Bloeit er nog ergens klimop?
De VlinderstichtingBericht uitgegeven door De Vlinderstichting [land] op [publicatiedatum]
Het is inmiddels eind november en veel vlinders zijn in overwintering, als ei, rups, pop of vlinder. Toch zijn er ook die gedurende de winter actief blijven. Nu kunnen die nog nectar vinden op de laatste bloeiende klimop.
De afgelopen weken was het al druk op de klimop. Veel zweefvliegen, bijen en wespen maakten dankbaar gebruik van de rijkelijk gevulde dis. Inmiddels is het flink kouder geworden en veel insecten zijn nu verdwenen. Voor een deel zijn ze dood en voor een deel zijn ze in overwintering gegaan en dan hebben ze ook geen voedsel meer nodig.

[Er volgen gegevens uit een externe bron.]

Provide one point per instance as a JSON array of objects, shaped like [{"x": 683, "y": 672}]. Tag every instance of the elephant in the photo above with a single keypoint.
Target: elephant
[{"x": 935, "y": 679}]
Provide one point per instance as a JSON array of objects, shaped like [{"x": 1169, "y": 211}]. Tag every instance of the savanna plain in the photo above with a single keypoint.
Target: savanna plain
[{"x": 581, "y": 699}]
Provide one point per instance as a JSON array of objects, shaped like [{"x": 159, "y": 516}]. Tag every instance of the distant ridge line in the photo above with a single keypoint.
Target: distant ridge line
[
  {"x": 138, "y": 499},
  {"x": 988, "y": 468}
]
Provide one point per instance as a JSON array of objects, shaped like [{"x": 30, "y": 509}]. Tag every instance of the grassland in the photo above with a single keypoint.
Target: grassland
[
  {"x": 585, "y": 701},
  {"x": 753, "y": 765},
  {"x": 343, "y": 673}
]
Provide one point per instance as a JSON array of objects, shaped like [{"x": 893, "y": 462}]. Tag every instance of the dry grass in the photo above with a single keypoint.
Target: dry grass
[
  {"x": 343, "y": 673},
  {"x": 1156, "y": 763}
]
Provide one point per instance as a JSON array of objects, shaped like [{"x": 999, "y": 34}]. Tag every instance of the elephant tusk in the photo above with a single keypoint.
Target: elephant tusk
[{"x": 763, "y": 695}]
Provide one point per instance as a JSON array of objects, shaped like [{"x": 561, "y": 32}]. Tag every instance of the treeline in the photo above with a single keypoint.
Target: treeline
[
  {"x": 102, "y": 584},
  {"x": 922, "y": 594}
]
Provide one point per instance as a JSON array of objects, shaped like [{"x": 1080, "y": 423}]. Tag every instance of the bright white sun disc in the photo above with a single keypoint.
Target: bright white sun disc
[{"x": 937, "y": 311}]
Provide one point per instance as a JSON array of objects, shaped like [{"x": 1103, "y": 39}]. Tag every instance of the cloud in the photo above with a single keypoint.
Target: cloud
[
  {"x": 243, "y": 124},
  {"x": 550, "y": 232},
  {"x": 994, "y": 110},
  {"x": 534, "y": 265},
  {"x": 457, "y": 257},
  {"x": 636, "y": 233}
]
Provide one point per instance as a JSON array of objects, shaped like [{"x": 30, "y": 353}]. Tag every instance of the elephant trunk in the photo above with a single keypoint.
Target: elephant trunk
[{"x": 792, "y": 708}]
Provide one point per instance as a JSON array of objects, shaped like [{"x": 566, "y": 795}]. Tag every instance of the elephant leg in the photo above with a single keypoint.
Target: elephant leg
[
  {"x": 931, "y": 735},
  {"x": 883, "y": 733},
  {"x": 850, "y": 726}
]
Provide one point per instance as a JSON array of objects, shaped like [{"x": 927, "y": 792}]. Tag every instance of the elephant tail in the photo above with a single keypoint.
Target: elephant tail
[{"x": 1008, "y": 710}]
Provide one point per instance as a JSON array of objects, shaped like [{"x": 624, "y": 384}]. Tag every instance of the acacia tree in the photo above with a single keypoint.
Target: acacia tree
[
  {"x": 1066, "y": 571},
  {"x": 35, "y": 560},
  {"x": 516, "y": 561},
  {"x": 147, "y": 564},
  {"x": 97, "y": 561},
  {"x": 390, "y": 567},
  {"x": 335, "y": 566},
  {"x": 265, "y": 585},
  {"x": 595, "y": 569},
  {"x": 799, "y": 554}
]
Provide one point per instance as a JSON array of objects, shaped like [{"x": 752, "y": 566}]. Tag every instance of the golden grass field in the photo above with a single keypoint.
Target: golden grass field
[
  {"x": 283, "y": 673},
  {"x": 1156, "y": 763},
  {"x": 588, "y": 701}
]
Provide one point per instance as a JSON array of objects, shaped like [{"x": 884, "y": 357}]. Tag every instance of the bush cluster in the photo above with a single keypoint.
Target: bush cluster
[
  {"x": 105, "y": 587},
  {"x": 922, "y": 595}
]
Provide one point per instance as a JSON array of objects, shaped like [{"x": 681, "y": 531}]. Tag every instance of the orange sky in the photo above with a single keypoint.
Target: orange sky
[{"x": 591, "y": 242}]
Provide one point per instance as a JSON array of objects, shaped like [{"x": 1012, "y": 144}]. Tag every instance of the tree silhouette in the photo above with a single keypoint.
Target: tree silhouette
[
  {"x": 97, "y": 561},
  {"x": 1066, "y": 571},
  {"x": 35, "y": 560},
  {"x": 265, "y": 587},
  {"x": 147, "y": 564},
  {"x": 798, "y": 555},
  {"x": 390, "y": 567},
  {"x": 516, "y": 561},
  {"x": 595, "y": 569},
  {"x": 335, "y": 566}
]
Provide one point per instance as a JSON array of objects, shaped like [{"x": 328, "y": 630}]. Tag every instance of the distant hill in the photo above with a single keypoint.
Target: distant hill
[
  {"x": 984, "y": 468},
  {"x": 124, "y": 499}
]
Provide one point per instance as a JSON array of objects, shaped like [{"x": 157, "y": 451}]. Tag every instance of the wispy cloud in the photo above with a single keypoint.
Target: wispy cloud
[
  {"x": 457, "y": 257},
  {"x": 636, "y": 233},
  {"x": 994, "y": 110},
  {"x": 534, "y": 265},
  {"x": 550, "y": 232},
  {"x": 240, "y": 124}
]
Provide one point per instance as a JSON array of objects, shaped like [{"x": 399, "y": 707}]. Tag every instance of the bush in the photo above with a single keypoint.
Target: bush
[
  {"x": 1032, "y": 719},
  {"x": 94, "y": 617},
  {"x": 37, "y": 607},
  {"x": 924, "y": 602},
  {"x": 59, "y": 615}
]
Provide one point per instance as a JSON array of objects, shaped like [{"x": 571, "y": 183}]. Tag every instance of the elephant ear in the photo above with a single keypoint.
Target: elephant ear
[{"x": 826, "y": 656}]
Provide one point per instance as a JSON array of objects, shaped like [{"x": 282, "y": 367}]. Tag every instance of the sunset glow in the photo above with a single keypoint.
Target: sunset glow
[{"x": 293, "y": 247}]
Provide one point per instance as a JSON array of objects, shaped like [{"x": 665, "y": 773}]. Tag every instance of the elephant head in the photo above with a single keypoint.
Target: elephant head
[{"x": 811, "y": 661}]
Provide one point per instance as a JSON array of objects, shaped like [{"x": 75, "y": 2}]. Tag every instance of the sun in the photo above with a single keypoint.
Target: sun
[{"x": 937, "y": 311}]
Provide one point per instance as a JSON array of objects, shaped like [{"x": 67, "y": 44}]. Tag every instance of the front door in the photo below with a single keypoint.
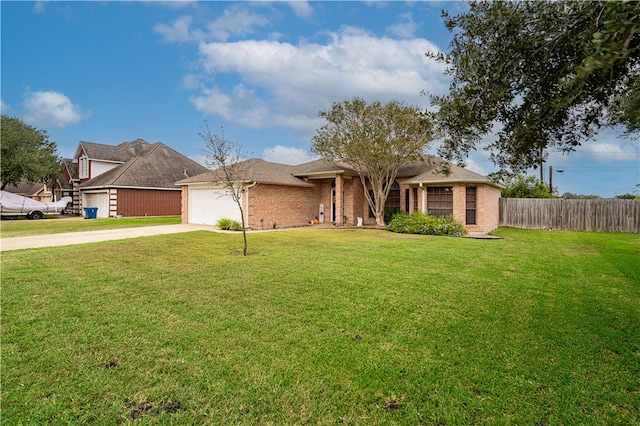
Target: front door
[{"x": 333, "y": 205}]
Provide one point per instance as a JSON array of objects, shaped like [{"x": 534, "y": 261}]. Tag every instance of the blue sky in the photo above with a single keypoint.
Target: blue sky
[{"x": 116, "y": 71}]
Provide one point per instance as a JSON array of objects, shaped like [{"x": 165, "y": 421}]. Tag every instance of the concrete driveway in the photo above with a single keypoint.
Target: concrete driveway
[{"x": 70, "y": 238}]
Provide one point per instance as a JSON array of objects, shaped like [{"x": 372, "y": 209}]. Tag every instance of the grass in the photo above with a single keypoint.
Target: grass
[
  {"x": 21, "y": 226},
  {"x": 323, "y": 326}
]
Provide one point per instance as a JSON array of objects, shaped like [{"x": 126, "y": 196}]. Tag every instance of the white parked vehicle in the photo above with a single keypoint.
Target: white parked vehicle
[{"x": 17, "y": 205}]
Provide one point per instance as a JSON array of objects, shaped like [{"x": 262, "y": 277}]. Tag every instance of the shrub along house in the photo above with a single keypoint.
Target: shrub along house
[
  {"x": 333, "y": 193},
  {"x": 130, "y": 179}
]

Er is een aantal vlinders die gedurende de winter actief blijft. In nachten dat de temperatuur niet te ver onder nul komt, gaan deze nog op pad om voedsel te vinden. Klimop is een van de weinige planten die nu nog bloeit en daarop kun je deze vlinders vinden. Een heel opvallende en algemene soort is de agaatvlinder. De vlinder heeft een karakteristieke geplooide rand en is groot en prachtig gekleurd. Hij komt overal in Nederland voor en is tot begin december te vinden. Zelfs midden in de winter wordt de soort nog wel eens aangetroffen.

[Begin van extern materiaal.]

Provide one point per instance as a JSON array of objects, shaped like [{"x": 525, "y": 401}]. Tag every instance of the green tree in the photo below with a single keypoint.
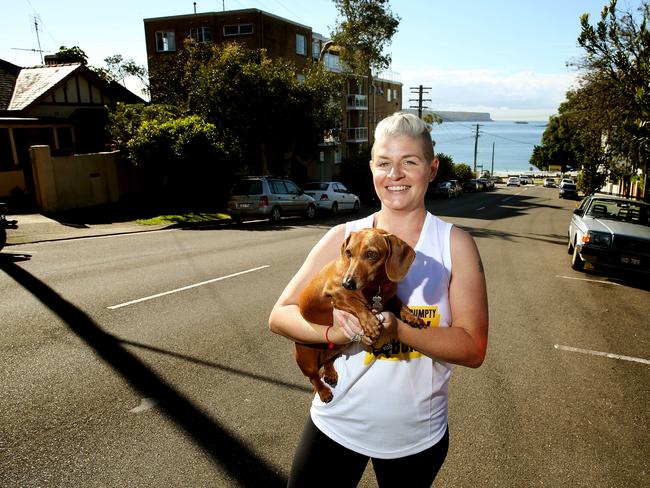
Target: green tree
[
  {"x": 364, "y": 29},
  {"x": 181, "y": 157},
  {"x": 616, "y": 63},
  {"x": 72, "y": 54},
  {"x": 118, "y": 69},
  {"x": 271, "y": 115}
]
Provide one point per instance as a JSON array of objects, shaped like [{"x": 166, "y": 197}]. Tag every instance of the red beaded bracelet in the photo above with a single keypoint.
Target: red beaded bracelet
[{"x": 330, "y": 344}]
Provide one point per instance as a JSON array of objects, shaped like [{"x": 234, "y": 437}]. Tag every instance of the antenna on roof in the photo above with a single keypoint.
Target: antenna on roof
[{"x": 38, "y": 40}]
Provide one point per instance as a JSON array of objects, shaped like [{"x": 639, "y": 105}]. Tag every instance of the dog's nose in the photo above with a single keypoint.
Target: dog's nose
[{"x": 350, "y": 284}]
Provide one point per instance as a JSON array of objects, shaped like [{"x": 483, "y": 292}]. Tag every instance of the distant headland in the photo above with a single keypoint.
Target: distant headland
[{"x": 448, "y": 116}]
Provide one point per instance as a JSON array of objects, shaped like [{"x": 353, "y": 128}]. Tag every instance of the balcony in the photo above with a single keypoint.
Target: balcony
[
  {"x": 357, "y": 102},
  {"x": 357, "y": 134}
]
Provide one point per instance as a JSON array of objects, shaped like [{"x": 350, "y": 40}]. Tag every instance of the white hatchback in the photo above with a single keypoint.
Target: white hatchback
[
  {"x": 332, "y": 196},
  {"x": 514, "y": 181}
]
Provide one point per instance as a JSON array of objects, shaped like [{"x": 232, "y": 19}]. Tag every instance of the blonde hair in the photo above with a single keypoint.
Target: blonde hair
[{"x": 404, "y": 124}]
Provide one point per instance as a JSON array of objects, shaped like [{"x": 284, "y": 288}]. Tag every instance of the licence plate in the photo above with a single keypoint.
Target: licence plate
[{"x": 631, "y": 260}]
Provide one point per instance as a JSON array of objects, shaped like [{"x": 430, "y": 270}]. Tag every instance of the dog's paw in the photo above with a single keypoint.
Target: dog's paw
[
  {"x": 331, "y": 379},
  {"x": 325, "y": 395}
]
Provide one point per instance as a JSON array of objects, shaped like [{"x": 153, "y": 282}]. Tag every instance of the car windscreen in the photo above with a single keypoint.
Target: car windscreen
[
  {"x": 316, "y": 186},
  {"x": 247, "y": 187}
]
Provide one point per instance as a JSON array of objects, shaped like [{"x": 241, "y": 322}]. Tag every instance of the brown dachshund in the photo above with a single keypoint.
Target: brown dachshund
[{"x": 363, "y": 278}]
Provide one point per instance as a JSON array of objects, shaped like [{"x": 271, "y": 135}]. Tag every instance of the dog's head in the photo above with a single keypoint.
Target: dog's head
[{"x": 374, "y": 255}]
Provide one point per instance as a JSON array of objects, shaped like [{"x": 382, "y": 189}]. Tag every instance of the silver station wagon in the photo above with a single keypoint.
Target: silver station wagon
[
  {"x": 264, "y": 197},
  {"x": 610, "y": 232}
]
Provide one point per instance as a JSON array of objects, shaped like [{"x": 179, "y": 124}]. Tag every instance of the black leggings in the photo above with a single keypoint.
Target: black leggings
[{"x": 319, "y": 461}]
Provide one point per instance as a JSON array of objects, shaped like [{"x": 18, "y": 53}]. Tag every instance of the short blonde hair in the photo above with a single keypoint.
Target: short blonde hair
[{"x": 404, "y": 124}]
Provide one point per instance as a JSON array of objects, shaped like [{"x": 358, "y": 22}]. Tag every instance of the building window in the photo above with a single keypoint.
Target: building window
[
  {"x": 237, "y": 29},
  {"x": 201, "y": 34},
  {"x": 315, "y": 48},
  {"x": 165, "y": 41},
  {"x": 301, "y": 44}
]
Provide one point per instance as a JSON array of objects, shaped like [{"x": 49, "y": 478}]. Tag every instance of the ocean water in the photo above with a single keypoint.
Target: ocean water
[{"x": 513, "y": 144}]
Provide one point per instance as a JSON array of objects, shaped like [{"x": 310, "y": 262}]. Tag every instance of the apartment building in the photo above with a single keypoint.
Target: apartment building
[{"x": 364, "y": 105}]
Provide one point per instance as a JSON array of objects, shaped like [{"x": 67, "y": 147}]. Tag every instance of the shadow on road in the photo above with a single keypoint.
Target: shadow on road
[
  {"x": 225, "y": 450},
  {"x": 221, "y": 367}
]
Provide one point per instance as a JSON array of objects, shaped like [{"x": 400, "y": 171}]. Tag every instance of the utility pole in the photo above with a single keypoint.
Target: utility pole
[
  {"x": 492, "y": 170},
  {"x": 419, "y": 91},
  {"x": 475, "y": 149}
]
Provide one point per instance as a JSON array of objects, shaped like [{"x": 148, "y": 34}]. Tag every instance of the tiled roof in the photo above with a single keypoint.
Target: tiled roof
[
  {"x": 8, "y": 74},
  {"x": 32, "y": 83}
]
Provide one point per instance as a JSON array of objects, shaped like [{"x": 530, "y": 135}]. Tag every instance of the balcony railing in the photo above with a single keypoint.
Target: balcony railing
[
  {"x": 357, "y": 102},
  {"x": 357, "y": 134}
]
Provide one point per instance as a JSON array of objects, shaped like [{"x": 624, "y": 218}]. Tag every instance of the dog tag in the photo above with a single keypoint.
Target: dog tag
[{"x": 376, "y": 303}]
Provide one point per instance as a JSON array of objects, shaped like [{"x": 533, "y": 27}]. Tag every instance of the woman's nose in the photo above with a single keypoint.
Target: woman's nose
[{"x": 395, "y": 171}]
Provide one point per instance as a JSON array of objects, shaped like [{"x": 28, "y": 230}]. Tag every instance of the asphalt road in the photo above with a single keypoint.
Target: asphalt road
[{"x": 145, "y": 359}]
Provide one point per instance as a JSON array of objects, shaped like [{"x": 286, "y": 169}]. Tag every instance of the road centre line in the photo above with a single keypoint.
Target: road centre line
[
  {"x": 158, "y": 295},
  {"x": 587, "y": 279},
  {"x": 599, "y": 353}
]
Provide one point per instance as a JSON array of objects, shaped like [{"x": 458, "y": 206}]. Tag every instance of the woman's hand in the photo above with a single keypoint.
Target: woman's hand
[
  {"x": 389, "y": 324},
  {"x": 349, "y": 326}
]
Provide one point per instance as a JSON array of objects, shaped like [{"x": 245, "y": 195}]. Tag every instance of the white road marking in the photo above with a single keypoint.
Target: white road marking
[
  {"x": 145, "y": 404},
  {"x": 587, "y": 279},
  {"x": 158, "y": 295},
  {"x": 604, "y": 354}
]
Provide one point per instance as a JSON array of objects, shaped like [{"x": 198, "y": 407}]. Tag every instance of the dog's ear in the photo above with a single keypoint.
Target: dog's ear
[
  {"x": 400, "y": 257},
  {"x": 345, "y": 244}
]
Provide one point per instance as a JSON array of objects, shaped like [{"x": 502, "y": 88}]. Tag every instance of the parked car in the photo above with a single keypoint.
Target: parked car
[
  {"x": 610, "y": 232},
  {"x": 564, "y": 181},
  {"x": 447, "y": 189},
  {"x": 259, "y": 197},
  {"x": 569, "y": 190},
  {"x": 332, "y": 196},
  {"x": 549, "y": 183},
  {"x": 472, "y": 185},
  {"x": 514, "y": 181},
  {"x": 487, "y": 183}
]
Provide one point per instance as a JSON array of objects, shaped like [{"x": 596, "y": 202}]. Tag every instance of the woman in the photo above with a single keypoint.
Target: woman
[{"x": 390, "y": 403}]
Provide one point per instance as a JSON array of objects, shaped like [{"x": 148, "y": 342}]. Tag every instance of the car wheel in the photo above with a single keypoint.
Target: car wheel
[
  {"x": 276, "y": 215},
  {"x": 576, "y": 261}
]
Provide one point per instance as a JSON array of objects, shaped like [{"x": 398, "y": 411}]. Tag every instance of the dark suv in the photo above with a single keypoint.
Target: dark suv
[{"x": 259, "y": 197}]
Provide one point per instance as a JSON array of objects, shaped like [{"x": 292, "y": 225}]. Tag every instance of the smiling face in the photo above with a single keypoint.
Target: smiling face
[{"x": 401, "y": 172}]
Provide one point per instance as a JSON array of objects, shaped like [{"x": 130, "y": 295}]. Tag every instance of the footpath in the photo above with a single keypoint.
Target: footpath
[{"x": 34, "y": 228}]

Ook de zwartvlekwinteruil is vanaf nu te vinden en momenteel heb je op klimop nog een goede kans om de soort te zien te krijgen. Het was een schaarse soort, die vooral in het zuiden voorkwam, maar de laatste jaren is hij sterk toegenomen en nu is hij in het hele land aanwezig. Hij vliegt van oktober tot eind april in één generatie. Als de temperatuur voldoende hoog is (als het niet te hard vriest), blijven de vlinders de hele winter actief. Ze komen matig op licht, maar goed op smeer af, bezoeken bloemen en fruit en worden ook aangetrokken door sap van bloedende bomen. Je kunt ze nu nog vinden op de laatste bloeiende klimop. Soms worden vlinders rustend tussen opgestapelde oude dakpannen of houtblokken aangetroffen. Als de laatste klimop ook is uitgebloeid wordt het moeilijker om vlinders te vinden. Dan moet je ze gaan lokken, daarover later meer.